In 1984 Prager starred in an indie comedy called ‘Heaven Only Knows.’ He played a jaded stand-up comedian on a weekend respite in upstate New York who falls in love with a female seminarian on a mission to become an Episcopalian priest. In 1989, he played a businessman in a sci-fi movie called ‘The Suckling,’ a cult favorite these days, noted for being on some critic’s list of worst sci-fi movies. In 2010, Prager co-starred in a full length indie called ‘Notes From the New World.’ The film is adapted from a Doestoyevsky novella, and it is currently making the rounds of film festivals around the globe. It has already won best adaptive screenplay and best suspense movie in two different festivals across Europe.

Writing Career

G.J. Prager began his writing career in 2001 when he began work on ‘The Lesson Plan.’ He is currently writing a sequel to it, and has completed the manuscript for a coming of age novel called, ‘Street Shine,’ that takes place in New York in the late nineteen sixties.

The following is a review by Grady Harp, one of the top 50 reviewers for Amazon.com
 
“G.J. Prager is a name to watch. THE LESSON PLAN may be his first novel but it is so successfully written that it suggests we have a new burgeoning talent among us! On the surface this novel seems to be a first person narrated story shared by a frustrated Robert Klayman who is unemployed, living from paycheck to paycheck by serving as a substitute teacher in Santa Monica, California to pay the rent in a shambles of an apartment he shares with his faithful cohort dog Homer, unattached to a significant other and ever obsessed with physical attractions/encounters, whose dream it is to become a Private Investigator. But there is so much more. 

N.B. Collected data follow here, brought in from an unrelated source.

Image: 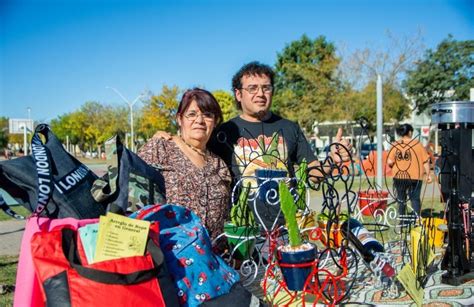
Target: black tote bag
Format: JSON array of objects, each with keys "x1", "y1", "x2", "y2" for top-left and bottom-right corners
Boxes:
[{"x1": 0, "y1": 124, "x2": 106, "y2": 219}]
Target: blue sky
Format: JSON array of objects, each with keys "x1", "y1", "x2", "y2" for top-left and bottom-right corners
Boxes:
[{"x1": 1, "y1": 0, "x2": 472, "y2": 122}]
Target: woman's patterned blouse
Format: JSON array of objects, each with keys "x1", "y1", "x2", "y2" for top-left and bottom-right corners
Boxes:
[{"x1": 138, "y1": 138, "x2": 231, "y2": 239}]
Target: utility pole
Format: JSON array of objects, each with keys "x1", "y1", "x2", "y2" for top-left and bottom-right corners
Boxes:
[
  {"x1": 376, "y1": 75, "x2": 383, "y2": 188},
  {"x1": 106, "y1": 87, "x2": 143, "y2": 152}
]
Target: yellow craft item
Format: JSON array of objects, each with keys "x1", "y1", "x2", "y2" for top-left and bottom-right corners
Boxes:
[{"x1": 422, "y1": 217, "x2": 446, "y2": 248}]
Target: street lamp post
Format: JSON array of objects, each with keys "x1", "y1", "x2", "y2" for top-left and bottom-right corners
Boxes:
[
  {"x1": 106, "y1": 87, "x2": 143, "y2": 152},
  {"x1": 22, "y1": 125, "x2": 27, "y2": 156}
]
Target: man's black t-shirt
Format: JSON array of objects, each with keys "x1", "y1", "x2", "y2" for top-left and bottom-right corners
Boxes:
[{"x1": 208, "y1": 113, "x2": 317, "y2": 181}]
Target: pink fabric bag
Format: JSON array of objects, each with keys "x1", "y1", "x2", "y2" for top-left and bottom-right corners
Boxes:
[{"x1": 14, "y1": 217, "x2": 98, "y2": 307}]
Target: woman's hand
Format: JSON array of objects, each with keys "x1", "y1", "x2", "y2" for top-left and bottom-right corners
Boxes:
[{"x1": 153, "y1": 130, "x2": 172, "y2": 140}]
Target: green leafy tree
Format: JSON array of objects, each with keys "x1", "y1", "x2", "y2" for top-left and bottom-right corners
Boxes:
[
  {"x1": 81, "y1": 101, "x2": 107, "y2": 150},
  {"x1": 50, "y1": 111, "x2": 88, "y2": 148},
  {"x1": 347, "y1": 82, "x2": 409, "y2": 125},
  {"x1": 0, "y1": 117, "x2": 9, "y2": 149},
  {"x1": 403, "y1": 35, "x2": 474, "y2": 113},
  {"x1": 50, "y1": 102, "x2": 128, "y2": 154},
  {"x1": 273, "y1": 34, "x2": 344, "y2": 131},
  {"x1": 100, "y1": 106, "x2": 129, "y2": 143},
  {"x1": 138, "y1": 85, "x2": 179, "y2": 139},
  {"x1": 212, "y1": 90, "x2": 238, "y2": 122}
]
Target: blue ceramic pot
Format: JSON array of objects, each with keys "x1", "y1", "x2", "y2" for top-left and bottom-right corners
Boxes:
[
  {"x1": 255, "y1": 169, "x2": 287, "y2": 203},
  {"x1": 278, "y1": 244, "x2": 317, "y2": 291}
]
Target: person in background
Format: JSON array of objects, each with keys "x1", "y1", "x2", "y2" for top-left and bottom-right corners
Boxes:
[
  {"x1": 138, "y1": 88, "x2": 231, "y2": 239},
  {"x1": 3, "y1": 148, "x2": 10, "y2": 160},
  {"x1": 387, "y1": 123, "x2": 432, "y2": 217}
]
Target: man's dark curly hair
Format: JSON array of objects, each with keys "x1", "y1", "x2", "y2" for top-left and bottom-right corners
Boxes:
[{"x1": 231, "y1": 61, "x2": 275, "y2": 110}]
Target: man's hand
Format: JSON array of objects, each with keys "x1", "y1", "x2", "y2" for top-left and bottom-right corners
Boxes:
[
  {"x1": 153, "y1": 130, "x2": 172, "y2": 140},
  {"x1": 330, "y1": 127, "x2": 352, "y2": 163}
]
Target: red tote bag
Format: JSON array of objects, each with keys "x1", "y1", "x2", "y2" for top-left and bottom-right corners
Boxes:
[
  {"x1": 30, "y1": 226, "x2": 179, "y2": 307},
  {"x1": 14, "y1": 217, "x2": 98, "y2": 307}
]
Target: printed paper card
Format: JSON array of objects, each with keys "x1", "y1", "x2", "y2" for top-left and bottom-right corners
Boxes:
[
  {"x1": 94, "y1": 212, "x2": 150, "y2": 263},
  {"x1": 78, "y1": 223, "x2": 99, "y2": 264}
]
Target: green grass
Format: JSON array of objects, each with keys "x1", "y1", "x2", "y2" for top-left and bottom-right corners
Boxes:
[
  {"x1": 0, "y1": 206, "x2": 31, "y2": 221},
  {"x1": 0, "y1": 256, "x2": 18, "y2": 307},
  {"x1": 77, "y1": 157, "x2": 107, "y2": 165}
]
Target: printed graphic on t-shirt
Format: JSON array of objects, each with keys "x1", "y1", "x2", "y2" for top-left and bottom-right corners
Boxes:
[
  {"x1": 233, "y1": 132, "x2": 288, "y2": 181},
  {"x1": 388, "y1": 139, "x2": 426, "y2": 181}
]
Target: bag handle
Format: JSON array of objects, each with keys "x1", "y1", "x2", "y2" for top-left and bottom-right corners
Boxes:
[
  {"x1": 30, "y1": 124, "x2": 55, "y2": 216},
  {"x1": 0, "y1": 124, "x2": 54, "y2": 219},
  {"x1": 61, "y1": 228, "x2": 164, "y2": 285},
  {"x1": 0, "y1": 194, "x2": 25, "y2": 219},
  {"x1": 91, "y1": 136, "x2": 122, "y2": 207}
]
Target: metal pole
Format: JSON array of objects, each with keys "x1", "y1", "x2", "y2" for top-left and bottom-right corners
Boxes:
[
  {"x1": 129, "y1": 104, "x2": 134, "y2": 152},
  {"x1": 106, "y1": 87, "x2": 142, "y2": 152},
  {"x1": 23, "y1": 126, "x2": 27, "y2": 156},
  {"x1": 27, "y1": 107, "x2": 31, "y2": 154},
  {"x1": 376, "y1": 75, "x2": 383, "y2": 188}
]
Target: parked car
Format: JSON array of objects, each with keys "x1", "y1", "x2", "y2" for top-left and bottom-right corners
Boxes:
[
  {"x1": 360, "y1": 143, "x2": 377, "y2": 160},
  {"x1": 317, "y1": 145, "x2": 331, "y2": 160}
]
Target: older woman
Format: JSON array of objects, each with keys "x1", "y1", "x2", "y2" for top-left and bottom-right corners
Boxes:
[{"x1": 138, "y1": 88, "x2": 231, "y2": 239}]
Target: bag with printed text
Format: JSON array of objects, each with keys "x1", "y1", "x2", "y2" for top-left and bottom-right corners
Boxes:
[{"x1": 0, "y1": 124, "x2": 106, "y2": 219}]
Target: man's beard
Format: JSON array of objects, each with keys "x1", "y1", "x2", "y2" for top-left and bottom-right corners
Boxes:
[{"x1": 255, "y1": 110, "x2": 270, "y2": 121}]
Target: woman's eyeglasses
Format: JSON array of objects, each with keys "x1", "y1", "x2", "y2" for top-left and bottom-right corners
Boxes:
[{"x1": 183, "y1": 111, "x2": 215, "y2": 122}]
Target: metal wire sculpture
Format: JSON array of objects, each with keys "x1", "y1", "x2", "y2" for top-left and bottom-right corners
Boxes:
[{"x1": 211, "y1": 118, "x2": 451, "y2": 305}]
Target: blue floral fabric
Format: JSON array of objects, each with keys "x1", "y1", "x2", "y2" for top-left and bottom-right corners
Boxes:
[{"x1": 130, "y1": 204, "x2": 239, "y2": 306}]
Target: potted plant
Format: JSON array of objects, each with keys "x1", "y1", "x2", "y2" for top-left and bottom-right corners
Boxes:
[
  {"x1": 293, "y1": 159, "x2": 317, "y2": 231},
  {"x1": 224, "y1": 183, "x2": 260, "y2": 260},
  {"x1": 277, "y1": 181, "x2": 317, "y2": 291},
  {"x1": 294, "y1": 158, "x2": 308, "y2": 210}
]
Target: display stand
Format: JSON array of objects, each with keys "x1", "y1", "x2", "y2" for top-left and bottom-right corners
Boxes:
[{"x1": 432, "y1": 101, "x2": 473, "y2": 286}]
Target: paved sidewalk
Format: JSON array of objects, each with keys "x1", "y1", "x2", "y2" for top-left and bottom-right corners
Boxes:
[{"x1": 0, "y1": 220, "x2": 26, "y2": 256}]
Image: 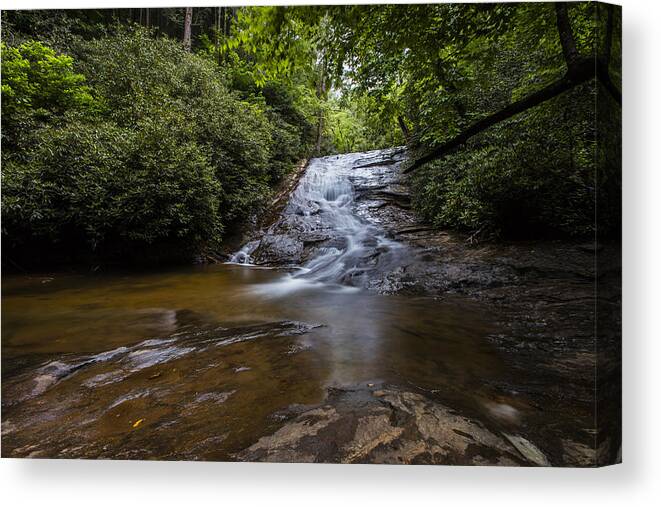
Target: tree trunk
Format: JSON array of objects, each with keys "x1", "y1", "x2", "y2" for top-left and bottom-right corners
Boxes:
[
  {"x1": 314, "y1": 68, "x2": 327, "y2": 155},
  {"x1": 555, "y1": 3, "x2": 581, "y2": 70},
  {"x1": 183, "y1": 7, "x2": 193, "y2": 51},
  {"x1": 397, "y1": 115, "x2": 411, "y2": 142}
]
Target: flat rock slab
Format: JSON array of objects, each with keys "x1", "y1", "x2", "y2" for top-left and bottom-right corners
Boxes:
[{"x1": 236, "y1": 386, "x2": 543, "y2": 466}]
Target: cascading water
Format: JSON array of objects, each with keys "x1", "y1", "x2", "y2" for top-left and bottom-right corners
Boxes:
[
  {"x1": 228, "y1": 239, "x2": 260, "y2": 265},
  {"x1": 229, "y1": 148, "x2": 410, "y2": 291}
]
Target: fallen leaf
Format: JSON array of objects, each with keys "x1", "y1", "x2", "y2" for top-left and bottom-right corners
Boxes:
[{"x1": 132, "y1": 418, "x2": 145, "y2": 428}]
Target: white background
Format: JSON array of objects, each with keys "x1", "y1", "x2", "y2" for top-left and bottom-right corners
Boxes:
[{"x1": 1, "y1": 0, "x2": 659, "y2": 505}]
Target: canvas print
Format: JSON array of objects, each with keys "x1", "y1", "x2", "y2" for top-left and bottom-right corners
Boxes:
[{"x1": 0, "y1": 2, "x2": 621, "y2": 466}]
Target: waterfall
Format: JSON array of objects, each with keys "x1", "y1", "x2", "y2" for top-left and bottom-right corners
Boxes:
[
  {"x1": 228, "y1": 240, "x2": 260, "y2": 265},
  {"x1": 229, "y1": 148, "x2": 409, "y2": 290}
]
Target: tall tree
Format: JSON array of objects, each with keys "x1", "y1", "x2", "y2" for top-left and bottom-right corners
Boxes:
[
  {"x1": 314, "y1": 58, "x2": 328, "y2": 154},
  {"x1": 182, "y1": 7, "x2": 193, "y2": 51}
]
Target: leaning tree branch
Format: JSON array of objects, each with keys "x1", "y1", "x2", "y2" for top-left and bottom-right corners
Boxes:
[
  {"x1": 397, "y1": 115, "x2": 411, "y2": 142},
  {"x1": 604, "y1": 3, "x2": 614, "y2": 66},
  {"x1": 555, "y1": 2, "x2": 581, "y2": 70},
  {"x1": 404, "y1": 62, "x2": 593, "y2": 173},
  {"x1": 404, "y1": 2, "x2": 620, "y2": 174}
]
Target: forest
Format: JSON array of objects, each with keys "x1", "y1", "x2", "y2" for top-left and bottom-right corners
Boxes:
[
  {"x1": 1, "y1": 3, "x2": 622, "y2": 466},
  {"x1": 1, "y1": 3, "x2": 621, "y2": 266}
]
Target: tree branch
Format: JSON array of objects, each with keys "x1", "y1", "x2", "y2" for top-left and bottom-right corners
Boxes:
[
  {"x1": 405, "y1": 2, "x2": 621, "y2": 174},
  {"x1": 397, "y1": 115, "x2": 411, "y2": 142},
  {"x1": 404, "y1": 63, "x2": 593, "y2": 174},
  {"x1": 555, "y1": 2, "x2": 581, "y2": 71},
  {"x1": 604, "y1": 3, "x2": 614, "y2": 66}
]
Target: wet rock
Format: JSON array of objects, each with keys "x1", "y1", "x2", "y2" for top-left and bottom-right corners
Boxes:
[
  {"x1": 237, "y1": 386, "x2": 536, "y2": 466},
  {"x1": 239, "y1": 406, "x2": 341, "y2": 463},
  {"x1": 253, "y1": 234, "x2": 304, "y2": 265},
  {"x1": 293, "y1": 201, "x2": 322, "y2": 216},
  {"x1": 503, "y1": 433, "x2": 551, "y2": 466},
  {"x1": 300, "y1": 232, "x2": 331, "y2": 245},
  {"x1": 562, "y1": 439, "x2": 596, "y2": 467},
  {"x1": 286, "y1": 343, "x2": 311, "y2": 355},
  {"x1": 194, "y1": 390, "x2": 235, "y2": 404},
  {"x1": 342, "y1": 413, "x2": 404, "y2": 462},
  {"x1": 353, "y1": 158, "x2": 400, "y2": 169},
  {"x1": 3, "y1": 320, "x2": 320, "y2": 409}
]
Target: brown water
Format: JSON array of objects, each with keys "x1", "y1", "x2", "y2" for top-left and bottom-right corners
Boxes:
[{"x1": 1, "y1": 264, "x2": 532, "y2": 460}]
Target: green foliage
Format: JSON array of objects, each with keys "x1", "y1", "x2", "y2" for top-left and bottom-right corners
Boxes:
[
  {"x1": 2, "y1": 29, "x2": 314, "y2": 263},
  {"x1": 3, "y1": 116, "x2": 221, "y2": 259},
  {"x1": 223, "y1": 7, "x2": 319, "y2": 87},
  {"x1": 1, "y1": 40, "x2": 99, "y2": 148},
  {"x1": 0, "y1": 40, "x2": 95, "y2": 114},
  {"x1": 312, "y1": 4, "x2": 515, "y2": 145},
  {"x1": 1, "y1": 4, "x2": 621, "y2": 267},
  {"x1": 217, "y1": 6, "x2": 395, "y2": 155},
  {"x1": 75, "y1": 29, "x2": 279, "y2": 221},
  {"x1": 324, "y1": 95, "x2": 403, "y2": 154},
  {"x1": 412, "y1": 85, "x2": 606, "y2": 238},
  {"x1": 222, "y1": 77, "x2": 315, "y2": 182},
  {"x1": 315, "y1": 2, "x2": 619, "y2": 238}
]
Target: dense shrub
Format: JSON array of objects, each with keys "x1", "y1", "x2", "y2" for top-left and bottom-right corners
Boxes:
[
  {"x1": 412, "y1": 85, "x2": 618, "y2": 239},
  {"x1": 1, "y1": 40, "x2": 99, "y2": 150},
  {"x1": 2, "y1": 114, "x2": 221, "y2": 261},
  {"x1": 1, "y1": 29, "x2": 313, "y2": 264},
  {"x1": 261, "y1": 81, "x2": 315, "y2": 180},
  {"x1": 224, "y1": 75, "x2": 315, "y2": 180},
  {"x1": 76, "y1": 30, "x2": 315, "y2": 219}
]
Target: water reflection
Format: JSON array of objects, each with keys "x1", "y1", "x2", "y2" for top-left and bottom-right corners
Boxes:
[{"x1": 2, "y1": 264, "x2": 518, "y2": 459}]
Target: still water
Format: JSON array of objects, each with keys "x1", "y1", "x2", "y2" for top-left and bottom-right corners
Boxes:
[{"x1": 2, "y1": 266, "x2": 522, "y2": 460}]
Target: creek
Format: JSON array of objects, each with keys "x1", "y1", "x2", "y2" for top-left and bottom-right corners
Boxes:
[{"x1": 1, "y1": 149, "x2": 589, "y2": 463}]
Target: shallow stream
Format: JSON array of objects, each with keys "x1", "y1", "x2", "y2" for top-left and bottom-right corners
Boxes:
[{"x1": 1, "y1": 150, "x2": 547, "y2": 460}]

At story's beginning Klayman is working an assignment for one detective Cal Keller - following a blonde woman who Klayman succeeds in tracing only to be conked out when he discovers her dead, bloody body. Cal dismisses Klayman for a botched case forcing Klayman to continue his substitute of a life as an oncall teacher replacement. But Klayman's school jobs happen to introduce him to a fellow substitute teacher Sheila with whom he not only finally relates but also beds, only to be asked by the woman to drive to Arizona to deliver a package to her son who has been taken from her by her ex-husband. This leads Klayman into a quagmire of new problems - drugs, a shooting, being chased by police - until he escapes back to Santa Monica and the presumed boring quiet of his substitute life only to have eyes for a voluptuous student Maria who he involves in his pursuing a discovery that there is a drug ring active in the school system. It is this back and forth slamming from the boring life of a substitute teacher enhanced or compounded with an almost inadvertent entry in the role of a PI that drives this little novel home. 

Yes, this is a solid and well constructed story that once started makes the reader stay with it until the end (even an all-nighter in this reader's case!). But what the too brief synopsis does not reveal is a writer who happens to be one of the best to describe the Southern California life - weather, traffic on the freeway, loose livers, drugs and other digressions, and the apparent inability to follow a dream successfully. In the author's words: 'Life can play clever tricks on us mortals who wait desperately for dreams to come true, realizing only too late that it's an end game and much too short at that. Reaching middle age without accumulating a formidable bank account can leave a man bitter and emasculated, ruminating on every lost opportunity that ever came his way. Nothing I ever did made me money; lady luck's a discriminating bitch that won't invite just anyone up to her room.' And in addition to being a painter of landscape and figurative canvases as well as anyone writing today he maintains an extraordinarily fine-tuned sense of humor, no matter how desperate a situation he is describing. Readers will attach themselves to this social malaprop and see the madness of the world through his distorted vision, identifying with those contemporary frustrations and maladjustments he somehow survives, and stand and root for him all the way: there is a dollop of Robert Klayman in each of us - at least in Southern California. Think of his circle: Christopher Isherwood, Charles Bukowski, Raymond Chandler, Matt Groening, Evelyn Waugh - and add a comedy vein of gold. Welcome G.J.Prager!”